In 1673, the French built Fort Frontenac, which is located in modern day Kingston, Ontario and approximately 40 kilometres east of Ganneious. The establishment of the fort had a significant impact on Ganneious; French missionaries made several attempts to encourage the population in Ganneious to resettle closer to the Fort, in order to Christianize, Europeanize and encourage them to learn trades and farm. In 1675, René-Robert Cavelier, Sieur de La Salle and Father Louis Hennepin undertook a journey to Ganneious to convince the Oneida settled there to relocate closer to Fort Frontenac. One of Hennepin's accounts suggests that he was successful and able to convince some people from Ganneious to move and settle around the fort:

While the Brink of the Lake was frozen, I walk'd upon the Ice to an Iroquese village call'd Ganneouse, near to Kente, about nine Leagues off the fort, in company of Sieur de la Salle above-mention'd. These Savages presented us with the Flesh of Elks and Porcupines, which we fed upon. After having discours'd them some time, we return'd, bringing with us a considerable number of the Natives, in order to form a little Village of about Forty Cottages to be inhabited by them, lying betwixt the Fort and our House of Mission.
— Louis Hennepin

In June 1687, under pressure from King Louis XIV to capture 'prisoners of war for his galleys' the inhabitants of Ganneious were rounded up and held as captives by Jacques Rene de Brisay de Donneville. Donneville departed Montreal in June 1687 with 2,700 men. The troops took 200 prisoners from Kente and Ganneious and destroyed both villages. After 1687, all seven Iroquois Villages on the northern shore of Lake Ontario were abandoned.

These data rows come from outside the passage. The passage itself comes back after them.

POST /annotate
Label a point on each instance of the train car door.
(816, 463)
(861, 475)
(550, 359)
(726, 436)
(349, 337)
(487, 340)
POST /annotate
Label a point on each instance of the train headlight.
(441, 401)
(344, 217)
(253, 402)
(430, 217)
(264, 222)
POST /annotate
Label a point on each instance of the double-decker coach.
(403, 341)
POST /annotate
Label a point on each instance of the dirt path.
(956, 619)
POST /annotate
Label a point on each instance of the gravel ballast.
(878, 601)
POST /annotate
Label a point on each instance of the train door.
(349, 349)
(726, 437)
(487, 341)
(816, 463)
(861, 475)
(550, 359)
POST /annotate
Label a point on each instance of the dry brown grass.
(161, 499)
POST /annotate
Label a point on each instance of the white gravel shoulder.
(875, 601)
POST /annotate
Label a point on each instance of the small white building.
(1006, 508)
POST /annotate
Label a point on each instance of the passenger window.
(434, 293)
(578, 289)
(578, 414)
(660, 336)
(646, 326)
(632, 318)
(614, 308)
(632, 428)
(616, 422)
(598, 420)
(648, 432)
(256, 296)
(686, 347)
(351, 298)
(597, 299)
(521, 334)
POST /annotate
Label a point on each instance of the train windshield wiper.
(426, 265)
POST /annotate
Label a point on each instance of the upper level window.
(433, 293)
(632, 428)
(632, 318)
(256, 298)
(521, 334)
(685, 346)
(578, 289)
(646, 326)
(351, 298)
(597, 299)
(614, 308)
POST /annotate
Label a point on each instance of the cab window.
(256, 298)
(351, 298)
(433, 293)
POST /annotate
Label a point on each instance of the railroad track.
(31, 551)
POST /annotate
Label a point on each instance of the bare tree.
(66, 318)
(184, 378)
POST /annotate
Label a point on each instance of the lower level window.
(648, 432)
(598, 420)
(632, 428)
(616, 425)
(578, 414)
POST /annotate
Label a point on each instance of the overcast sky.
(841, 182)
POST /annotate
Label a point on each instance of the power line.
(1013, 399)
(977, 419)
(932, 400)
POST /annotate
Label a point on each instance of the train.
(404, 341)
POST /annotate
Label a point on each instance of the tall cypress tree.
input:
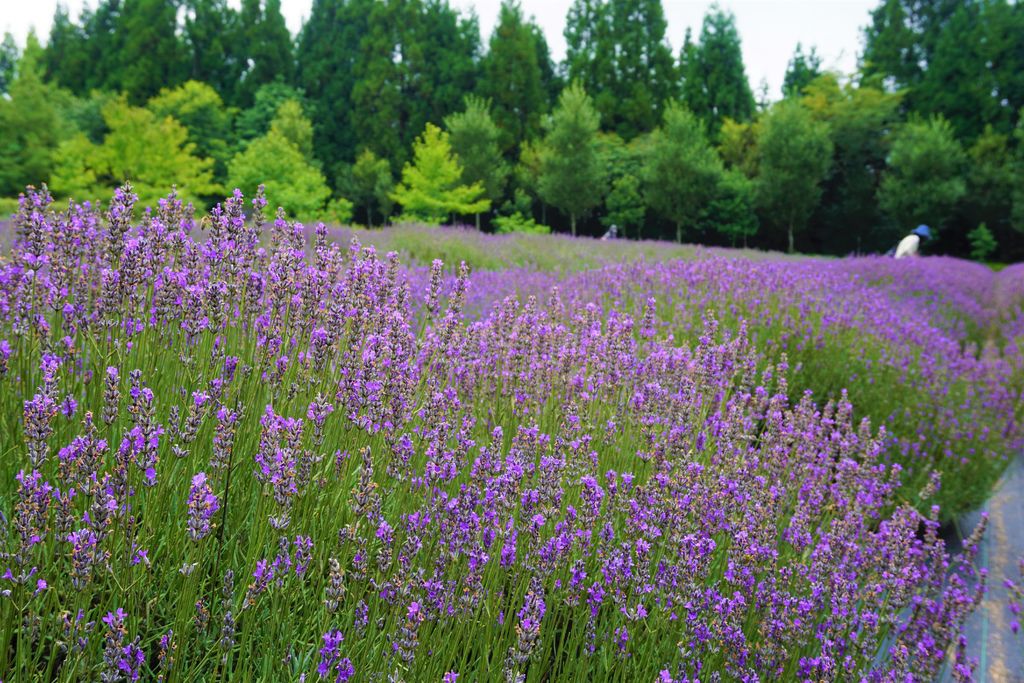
(151, 54)
(328, 54)
(266, 47)
(715, 84)
(213, 54)
(512, 78)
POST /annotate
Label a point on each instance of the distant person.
(908, 246)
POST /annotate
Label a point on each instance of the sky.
(769, 29)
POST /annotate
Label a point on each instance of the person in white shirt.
(908, 246)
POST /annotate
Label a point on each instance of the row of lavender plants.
(226, 456)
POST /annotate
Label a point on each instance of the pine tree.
(30, 127)
(266, 47)
(715, 85)
(431, 186)
(572, 176)
(794, 159)
(803, 69)
(8, 62)
(474, 140)
(151, 55)
(213, 52)
(513, 79)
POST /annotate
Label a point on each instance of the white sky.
(769, 29)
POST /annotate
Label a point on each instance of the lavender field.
(236, 447)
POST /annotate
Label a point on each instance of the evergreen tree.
(681, 170)
(474, 140)
(211, 28)
(327, 54)
(8, 62)
(512, 78)
(266, 46)
(925, 179)
(431, 187)
(803, 69)
(150, 54)
(794, 159)
(571, 175)
(30, 125)
(715, 85)
(644, 72)
(372, 184)
(859, 119)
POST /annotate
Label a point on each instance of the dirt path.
(999, 653)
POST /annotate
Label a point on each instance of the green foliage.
(474, 140)
(8, 62)
(983, 243)
(681, 170)
(290, 178)
(519, 223)
(512, 77)
(925, 178)
(431, 186)
(858, 119)
(731, 209)
(802, 70)
(794, 158)
(202, 112)
(372, 184)
(30, 127)
(715, 84)
(571, 176)
(625, 204)
(338, 212)
(266, 45)
(153, 153)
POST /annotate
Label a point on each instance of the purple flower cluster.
(718, 469)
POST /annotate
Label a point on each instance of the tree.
(213, 51)
(983, 243)
(201, 111)
(859, 121)
(266, 46)
(715, 85)
(431, 186)
(625, 204)
(153, 153)
(474, 140)
(682, 170)
(925, 179)
(275, 161)
(803, 69)
(731, 209)
(30, 126)
(8, 62)
(644, 70)
(328, 58)
(372, 184)
(571, 177)
(151, 54)
(794, 159)
(512, 78)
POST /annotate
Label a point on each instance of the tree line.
(381, 110)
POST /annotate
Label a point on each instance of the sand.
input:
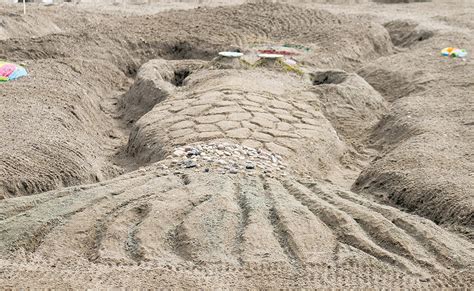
(372, 187)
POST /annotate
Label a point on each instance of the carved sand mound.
(248, 222)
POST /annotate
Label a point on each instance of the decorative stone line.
(225, 158)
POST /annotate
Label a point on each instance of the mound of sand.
(238, 175)
(114, 44)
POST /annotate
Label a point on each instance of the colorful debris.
(454, 52)
(9, 71)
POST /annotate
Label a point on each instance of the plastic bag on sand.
(9, 71)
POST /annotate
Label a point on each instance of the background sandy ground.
(375, 135)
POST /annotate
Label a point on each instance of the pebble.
(250, 166)
(190, 164)
(233, 157)
(178, 153)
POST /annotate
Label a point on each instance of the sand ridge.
(124, 174)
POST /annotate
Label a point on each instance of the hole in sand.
(180, 76)
(328, 77)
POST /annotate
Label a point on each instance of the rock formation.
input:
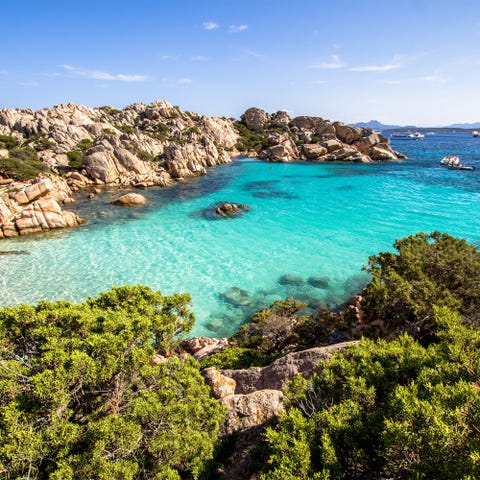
(130, 199)
(313, 138)
(155, 145)
(33, 208)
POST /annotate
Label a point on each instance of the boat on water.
(408, 135)
(453, 161)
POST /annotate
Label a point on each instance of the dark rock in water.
(261, 185)
(14, 252)
(290, 280)
(222, 210)
(319, 282)
(236, 296)
(275, 194)
(356, 283)
(226, 209)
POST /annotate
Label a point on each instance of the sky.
(400, 62)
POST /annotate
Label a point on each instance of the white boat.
(408, 135)
(453, 161)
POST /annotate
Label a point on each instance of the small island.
(73, 147)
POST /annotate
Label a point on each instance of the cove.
(310, 230)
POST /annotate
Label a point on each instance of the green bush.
(428, 270)
(8, 142)
(249, 140)
(22, 164)
(77, 156)
(82, 398)
(386, 410)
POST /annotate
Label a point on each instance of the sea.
(308, 234)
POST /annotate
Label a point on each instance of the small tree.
(85, 394)
(429, 269)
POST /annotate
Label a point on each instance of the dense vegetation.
(386, 410)
(408, 408)
(22, 162)
(85, 394)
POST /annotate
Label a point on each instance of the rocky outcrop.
(277, 375)
(34, 208)
(314, 138)
(141, 145)
(229, 209)
(253, 396)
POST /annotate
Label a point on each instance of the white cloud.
(237, 28)
(210, 25)
(433, 79)
(198, 58)
(335, 63)
(250, 53)
(100, 75)
(168, 57)
(376, 68)
(29, 83)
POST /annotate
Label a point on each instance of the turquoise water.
(306, 220)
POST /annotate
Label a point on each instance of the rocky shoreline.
(143, 146)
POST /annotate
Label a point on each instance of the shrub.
(386, 410)
(80, 396)
(22, 164)
(8, 142)
(429, 269)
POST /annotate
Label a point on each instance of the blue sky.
(402, 62)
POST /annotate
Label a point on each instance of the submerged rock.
(227, 209)
(130, 199)
(223, 210)
(288, 279)
(319, 282)
(236, 296)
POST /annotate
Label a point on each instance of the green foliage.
(249, 140)
(81, 398)
(126, 128)
(22, 163)
(429, 270)
(76, 157)
(386, 410)
(234, 357)
(108, 131)
(39, 142)
(8, 142)
(270, 330)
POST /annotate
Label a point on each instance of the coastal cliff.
(279, 138)
(152, 145)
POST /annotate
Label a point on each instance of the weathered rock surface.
(34, 208)
(130, 199)
(314, 138)
(277, 375)
(229, 209)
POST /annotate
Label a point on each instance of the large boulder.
(313, 151)
(130, 200)
(248, 411)
(347, 133)
(277, 375)
(256, 119)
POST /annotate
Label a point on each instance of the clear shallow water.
(307, 220)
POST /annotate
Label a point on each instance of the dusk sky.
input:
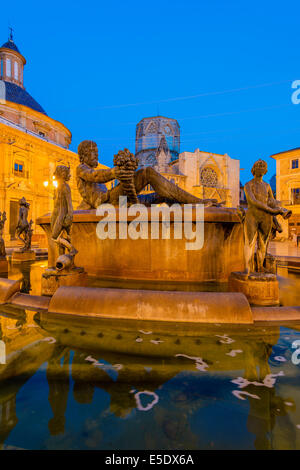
(223, 69)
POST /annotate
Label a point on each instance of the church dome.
(11, 92)
(11, 45)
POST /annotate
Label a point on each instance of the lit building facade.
(288, 188)
(149, 132)
(204, 174)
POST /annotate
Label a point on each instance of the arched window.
(19, 168)
(8, 67)
(209, 177)
(16, 71)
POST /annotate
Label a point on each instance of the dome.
(18, 95)
(11, 45)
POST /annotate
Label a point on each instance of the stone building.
(149, 132)
(204, 174)
(288, 188)
(32, 144)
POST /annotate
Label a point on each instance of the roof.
(18, 95)
(284, 151)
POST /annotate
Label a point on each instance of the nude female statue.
(259, 220)
(23, 226)
(62, 215)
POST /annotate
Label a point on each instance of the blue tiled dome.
(18, 95)
(11, 45)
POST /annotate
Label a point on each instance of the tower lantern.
(11, 62)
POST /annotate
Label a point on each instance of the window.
(16, 71)
(8, 67)
(208, 177)
(19, 168)
(295, 195)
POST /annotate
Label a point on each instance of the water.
(72, 384)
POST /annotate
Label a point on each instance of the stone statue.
(62, 219)
(260, 217)
(24, 227)
(131, 182)
(2, 244)
(64, 272)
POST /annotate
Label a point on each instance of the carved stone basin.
(157, 260)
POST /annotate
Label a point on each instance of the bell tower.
(11, 62)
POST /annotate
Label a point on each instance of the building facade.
(288, 188)
(149, 132)
(204, 174)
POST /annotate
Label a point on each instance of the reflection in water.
(194, 389)
(59, 384)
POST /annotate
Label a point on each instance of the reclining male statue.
(94, 193)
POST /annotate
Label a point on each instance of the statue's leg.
(264, 231)
(250, 236)
(163, 187)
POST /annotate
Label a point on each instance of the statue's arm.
(95, 176)
(258, 204)
(69, 200)
(68, 217)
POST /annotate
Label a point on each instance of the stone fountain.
(167, 279)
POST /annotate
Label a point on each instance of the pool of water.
(97, 384)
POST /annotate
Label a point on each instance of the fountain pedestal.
(52, 279)
(260, 288)
(19, 256)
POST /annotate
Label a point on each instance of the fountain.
(166, 277)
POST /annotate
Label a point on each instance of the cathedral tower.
(149, 133)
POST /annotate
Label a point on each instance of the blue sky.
(223, 69)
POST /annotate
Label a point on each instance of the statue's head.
(62, 172)
(88, 153)
(259, 168)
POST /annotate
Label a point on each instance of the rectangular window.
(16, 71)
(8, 67)
(296, 195)
(19, 168)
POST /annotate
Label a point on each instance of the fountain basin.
(160, 260)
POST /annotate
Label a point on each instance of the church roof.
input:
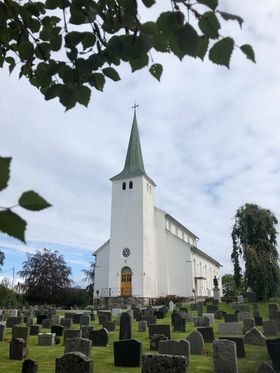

Starting from 1696, the village was the location of a Mississauga settlement, but was not occupied until 1721.^{:10-11}

== Iroquois villages ==

By the late 1660s various groups of Iroquois had established seven villages along the shores of Lake Ontario where trails led off into the interior. In addition to Ganneious, the following settlements have been identified by Historian Percy James Robinson:

- Kente – on the Bay of Quinte
- Kentsio – on Rice Lake
- Ganaraske – on the site of present day Port Hope
- Ganatsekwyagon – at the mouth of the Rouge River
- Teiaiagon – at the mouth of the Humber River
- Quinaouatoua (or Tinawatawa) – Near modern day Hamilton

== Fiction ==

Author Gerald Richardson Brown has written a work of historical fiction, Road to Ganneious, which is set in Hay Bay during the 17th and 18th century.